Berikut ini contoh- contoh pekerjaan ulang yang seringkali dilakukan demi tercapainya kualitas yang diinginkan.
• rework barang jadi
• pengecekan atau inspeksi ulang produk • pembuatan ulang atau modifikasi tooling
• pengulangan pekerjaan pada sektor pelayanan, misalnya mengulang proses pengajuan pinjaman, penggantian makanan di sebuah restoran, dsb.
Secara singkat semua biaya yang ditimbulkan akibat kualitas tidak dihasilkan pada saat pertama kali dikerjakan adalah bagian dari Cost of Quality.
secara umum Cost of Quality dibagi menjadi beberapa bagian, yaitu: • Prevention Cost
Semua biaya yang dikeluarkan untuk mencegah problem kualitas dihasilkan. Misalnya biaya review, biaya selama proses APQP, survei kemampuan supplier, evaluasi process capability, proyek-proyek untuk memperbaiki kualitas, training dan pendidikan teknis.
• Appraisal Cost
Semua biaya yang berhubungan dengan pengukuran, evaluasi atau audit produk atau servis untuk memastikan kesesuaian terhadap standar kualitas
atau persyaratan lainnya. Misalnya incoming inspection terhadap bahan baku, in-process inspection produk, final inspection produk, audit produk, kalibrasi alat ukur dan kalibrasi mesin.
• Failure Cost
Biaya yang ditimbulkan akibat produk atau servis tidak sesuai dengan persyaratan customer atau ketentuan lainnya. Failure Cost biasanya dibagi menjadi 2, yaitu:
• Internal failure cost
Yaitu biaya yang ditimbulkan sebelum produk dikirim ke customer. Misalnya scrap, rework, inspeksi ulang, downgrade produk.
• External failure cost
Yaitu biaya yang ditimbulkan setelah pengiriman produk ke customer. Misalnya biaya untuk menangani komplain dari customer, pengembalian barang oleh customer, warranty claim, penarikan produk yang telah beredar (product recall).

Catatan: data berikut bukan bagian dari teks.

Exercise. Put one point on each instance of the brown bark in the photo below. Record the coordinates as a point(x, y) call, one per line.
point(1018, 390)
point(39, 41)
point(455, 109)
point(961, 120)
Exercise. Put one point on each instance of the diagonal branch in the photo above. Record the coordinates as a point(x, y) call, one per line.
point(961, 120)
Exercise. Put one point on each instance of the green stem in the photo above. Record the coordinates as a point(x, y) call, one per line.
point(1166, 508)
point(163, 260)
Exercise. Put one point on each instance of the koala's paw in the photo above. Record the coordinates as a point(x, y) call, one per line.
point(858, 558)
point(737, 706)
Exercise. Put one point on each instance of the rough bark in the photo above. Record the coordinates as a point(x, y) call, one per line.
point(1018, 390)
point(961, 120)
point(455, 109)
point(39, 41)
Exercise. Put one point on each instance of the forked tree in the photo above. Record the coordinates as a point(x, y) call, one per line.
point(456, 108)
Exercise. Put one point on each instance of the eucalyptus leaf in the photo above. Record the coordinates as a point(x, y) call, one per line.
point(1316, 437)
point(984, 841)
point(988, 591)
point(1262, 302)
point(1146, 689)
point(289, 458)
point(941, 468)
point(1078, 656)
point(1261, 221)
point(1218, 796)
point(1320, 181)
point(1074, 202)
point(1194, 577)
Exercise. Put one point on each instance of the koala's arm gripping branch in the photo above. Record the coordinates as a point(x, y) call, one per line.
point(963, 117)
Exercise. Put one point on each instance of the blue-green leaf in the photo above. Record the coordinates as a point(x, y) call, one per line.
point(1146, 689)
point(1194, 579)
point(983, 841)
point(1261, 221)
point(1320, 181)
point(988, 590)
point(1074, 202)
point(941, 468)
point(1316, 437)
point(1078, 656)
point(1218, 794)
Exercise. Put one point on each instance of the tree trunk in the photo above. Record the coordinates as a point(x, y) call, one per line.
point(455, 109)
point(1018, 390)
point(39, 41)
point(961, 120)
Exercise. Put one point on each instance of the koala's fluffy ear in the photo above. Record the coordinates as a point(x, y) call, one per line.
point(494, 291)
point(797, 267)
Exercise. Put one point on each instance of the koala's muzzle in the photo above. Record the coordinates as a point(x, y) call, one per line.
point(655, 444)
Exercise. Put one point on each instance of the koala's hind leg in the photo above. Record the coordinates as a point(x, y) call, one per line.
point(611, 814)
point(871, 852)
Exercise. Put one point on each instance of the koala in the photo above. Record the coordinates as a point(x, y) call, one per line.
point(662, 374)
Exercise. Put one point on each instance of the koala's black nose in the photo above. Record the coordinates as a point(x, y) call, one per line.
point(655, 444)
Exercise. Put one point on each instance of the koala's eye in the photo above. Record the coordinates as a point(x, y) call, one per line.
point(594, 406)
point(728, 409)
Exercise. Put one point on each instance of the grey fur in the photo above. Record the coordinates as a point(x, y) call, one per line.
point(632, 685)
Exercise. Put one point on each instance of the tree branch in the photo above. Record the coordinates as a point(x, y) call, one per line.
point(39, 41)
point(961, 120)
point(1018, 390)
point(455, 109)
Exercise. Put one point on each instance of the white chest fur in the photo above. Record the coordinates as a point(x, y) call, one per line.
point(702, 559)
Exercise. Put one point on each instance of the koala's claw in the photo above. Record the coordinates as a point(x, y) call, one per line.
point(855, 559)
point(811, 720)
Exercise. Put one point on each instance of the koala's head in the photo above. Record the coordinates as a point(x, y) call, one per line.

Cost of Quality adalah penjumlahan dari semua biaya-biaya diatas. Jadi Cost of quality berbeda dengan actual cost produk, dimana biasanya yang diperhitungkan
hanya berupa komponen material, ongkos produksi, ongkos pengiriman dan margin keuntungan. Cost of Quality mendata semua tindakan yang dilakukan baik untuk mencegah terjadinya problem (preventive cost), untuk memastikan tidak ada problem
(appraisal cost) dan untuk menindaklanjuti problem yang ada (failure cost), baik sebelum dikirim ke customer ataupun setelah dikirim ke customer.